In a data protection plan such as mirroring, recovery point objective (RPO) and recovery time objective (RTO) are key parameters. You must understand the decisions that are associated with these objectives.

You can monitor the recovery point objective by using the mirroring latency metric that is provided in the Mirroring dashboard. This metric shows the lag between both clusters, so you can estimate the amount of data loss if a disaster occurs. You are responsible for monitoring that value and ensuring that it fits in your RPO.

The recovery time objective is fully controlled by users and is made of the following timing windows:

  • The time that it takes the user to decide to fail over.
  • The time that it takes the user to fail over their applications.

Testing

Test failing over and back when you made your applications mirroring aware. Complete the steps that are outlined in the Disaster recovery example scenario and use the Monitoring dashboards to ensure that all steps complete as expected.

Deleting and re-creating topics with the same name on the source cluster

When topics are deleted on the source cluster, the corresponding topic on the target cluster is not automatically deleted. If you delete a topic on the source cluster and then re-create a topic of the same name, replication of topic might not start immediately. Therefore, if you intend to re-create the source topic, delete the corresponding topic on the target cluster before you re-create the topic on the source cluster. Do not delete and then re-create topics with the same name.

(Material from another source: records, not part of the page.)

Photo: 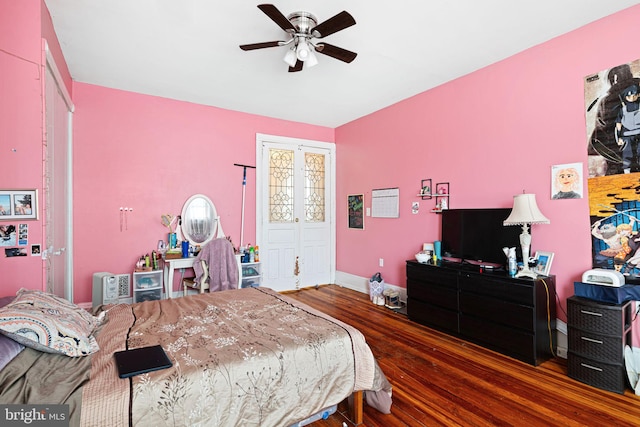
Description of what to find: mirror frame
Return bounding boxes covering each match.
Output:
[180,194,218,247]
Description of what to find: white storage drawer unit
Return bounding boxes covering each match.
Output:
[133,270,163,303]
[241,262,261,288]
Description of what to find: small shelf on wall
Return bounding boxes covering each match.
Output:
[418,179,433,199]
[432,182,450,213]
[418,179,451,212]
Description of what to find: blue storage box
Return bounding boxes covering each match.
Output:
[574,281,640,304]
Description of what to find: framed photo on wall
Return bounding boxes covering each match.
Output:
[534,251,554,276]
[0,190,38,220]
[348,194,364,229]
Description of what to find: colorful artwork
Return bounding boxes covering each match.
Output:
[588,174,640,274]
[586,59,640,276]
[586,60,640,177]
[348,194,364,229]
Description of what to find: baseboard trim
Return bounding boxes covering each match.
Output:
[335,271,405,303]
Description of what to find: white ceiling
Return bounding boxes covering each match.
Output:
[44,1,639,128]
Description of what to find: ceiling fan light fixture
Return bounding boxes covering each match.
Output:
[241,5,357,72]
[305,48,318,68]
[283,47,297,67]
[296,37,312,61]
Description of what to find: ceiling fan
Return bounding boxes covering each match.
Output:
[239,4,357,72]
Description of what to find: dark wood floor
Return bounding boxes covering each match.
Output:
[285,285,640,427]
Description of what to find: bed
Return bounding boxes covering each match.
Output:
[0,287,391,426]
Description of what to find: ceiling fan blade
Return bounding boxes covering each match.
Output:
[315,43,357,63]
[240,41,282,51]
[288,60,303,73]
[258,4,296,33]
[312,11,356,38]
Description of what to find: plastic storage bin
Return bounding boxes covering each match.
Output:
[133,270,163,303]
[241,262,261,288]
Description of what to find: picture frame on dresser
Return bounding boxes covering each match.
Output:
[534,251,554,275]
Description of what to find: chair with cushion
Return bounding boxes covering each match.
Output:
[182,260,209,295]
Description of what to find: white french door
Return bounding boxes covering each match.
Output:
[257,134,335,292]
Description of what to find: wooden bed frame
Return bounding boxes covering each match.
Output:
[353,390,364,425]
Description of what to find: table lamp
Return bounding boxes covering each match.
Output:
[503,193,550,278]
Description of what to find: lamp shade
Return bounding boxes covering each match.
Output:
[305,48,318,67]
[283,48,297,67]
[503,194,550,226]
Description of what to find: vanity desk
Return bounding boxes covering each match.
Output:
[163,255,248,297]
[164,193,254,297]
[163,257,195,298]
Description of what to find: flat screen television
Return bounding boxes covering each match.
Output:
[440,208,524,268]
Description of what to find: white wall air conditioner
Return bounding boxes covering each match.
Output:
[92,272,118,308]
[92,273,131,309]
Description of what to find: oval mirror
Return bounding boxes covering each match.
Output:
[181,194,218,247]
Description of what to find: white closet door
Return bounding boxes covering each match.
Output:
[44,46,74,300]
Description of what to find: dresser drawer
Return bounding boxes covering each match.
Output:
[459,274,534,306]
[460,314,536,365]
[459,292,534,331]
[568,327,624,363]
[407,298,458,335]
[568,352,626,394]
[567,297,628,336]
[407,263,458,288]
[407,278,458,310]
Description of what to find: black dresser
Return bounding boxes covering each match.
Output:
[567,296,632,394]
[406,260,557,366]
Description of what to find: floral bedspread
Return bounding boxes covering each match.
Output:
[81,287,377,427]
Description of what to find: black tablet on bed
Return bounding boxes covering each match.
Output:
[114,344,173,378]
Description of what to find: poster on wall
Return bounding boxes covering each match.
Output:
[585,59,640,277]
[348,194,364,229]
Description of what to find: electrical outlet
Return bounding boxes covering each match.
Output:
[379,258,384,267]
[556,347,568,359]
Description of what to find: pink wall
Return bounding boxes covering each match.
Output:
[4,0,640,325]
[336,5,640,322]
[72,83,333,303]
[0,0,70,296]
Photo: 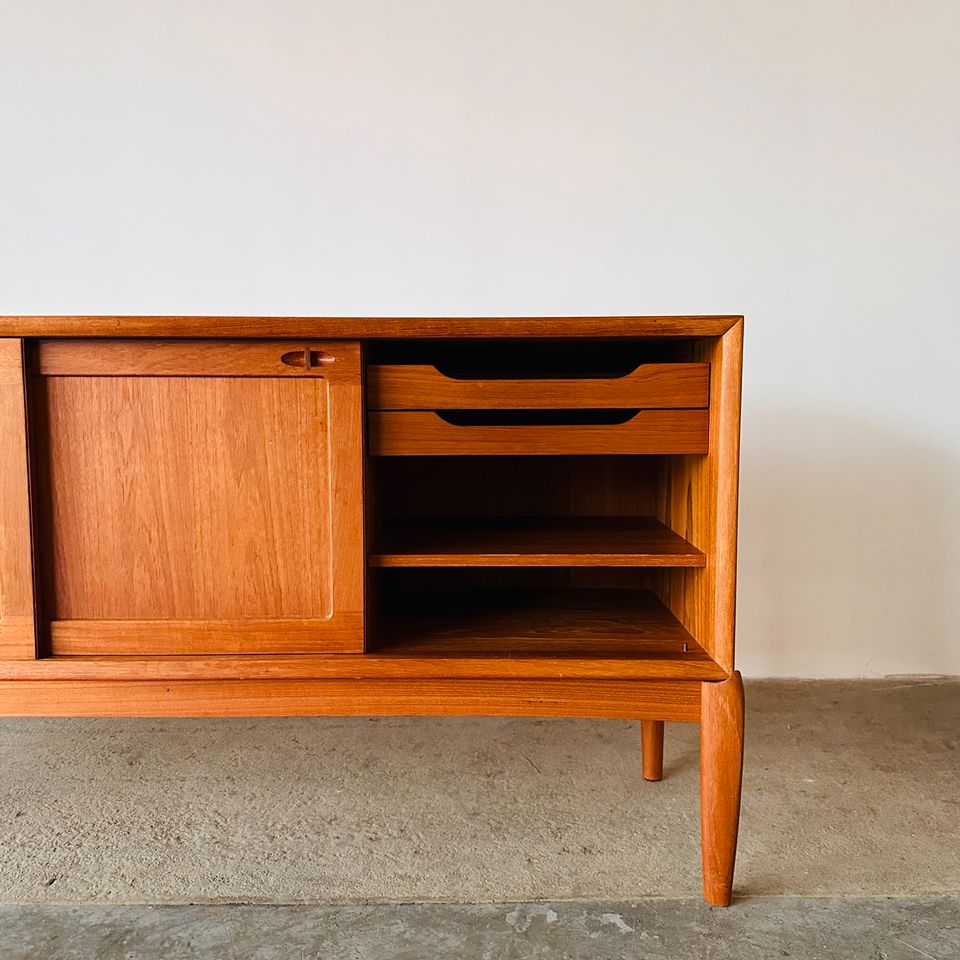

Considerations for Kafka Streams and Kafka Connect

Kafka Streams and Kafka Connect rely on internal topics with specific names to store state and configuration. When these topics are mirrored, they are renamed on the target cluster. For this reason, Kafka Streams and Kafka Connect applications cannot failover and failback seamlessly between clusters. Consider this when you plan disaster recovery of such applications.